29 okt 2008 kl. 00.00 skrev Maciek Sokolewicz:
Frank Arensmeier wrote:
Hi all.
In short, I am working on a system that allows me to keep track of
changes to a large amount of short texts (a couple of thousand text
snippets, two or three sentences per text). All text is stored in a
database. As soon as a user changes some text (insert, delete,
update), this action is recorded. Look at an article on e.g.
Wikipedia and click "History". This is more or less what I am
trying to accomplish.
Right now, my "history" class that takes care of all changes, is
working pretty much as I want. The thing is that both the original
text and the altered text is stored in the database every time the
text is changed. My concern is that this will eventually evolve
into a serious problem regarding amount of storage and performance.
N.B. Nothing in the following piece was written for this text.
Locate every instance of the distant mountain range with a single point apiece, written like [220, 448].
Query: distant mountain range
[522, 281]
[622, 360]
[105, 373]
So, I am looking for a more efficient way to store all changes.
Ideas I have come up with so far are:
1) Store the "delta" (=the actual change) of a text change. This
could be done by utilizing the Pear package TextDiff. My idea was
to compare the old with the new text with help of the TextDiff
class. I would then grab the array containing the changes from
TextDiff, serialize it and store this data into the db. The problem
is that this is every thing else but efficient when it comes to
smaller text (the serialized array holding the changes was actually
larger than the two texts combined).
2) Do some kind of compression on the text to be stored. However,
it seems that the build-in compression functions from PHP5 are more
efficient when it comes to large texts.
Any other ideas?
thank you.
//frank
ps. I notice that Mediawiki also stores complete articles in the db
(every time an article is updated, the hole article is stored in
the database). ds.
Hi Frank,
why don't you simply make use of systems specifically designed for
such things. eg. CVS or SVN (subversion.tigris.org). You could
pretty easily tie it in with your application. It's quite compact,
and pretty fast too.
- Tul
Hi Tul.
I think would be an idea worth investigating a little bit more. But
what about performance? I am really not that familiar with version
control systems like CVS etc. Let's say there are 30 different text
snippets with 10 recorded changes each. And I want to see what changes
users have made to those snippets. That would be 300 calls to the
(filesystem based) CVS system. Would that be overheat? Besides that,
in the database I am able to store more information about those
recorded changes. E.g. the user ID and the time is currently stored as
well. Can this be done with CVS as well?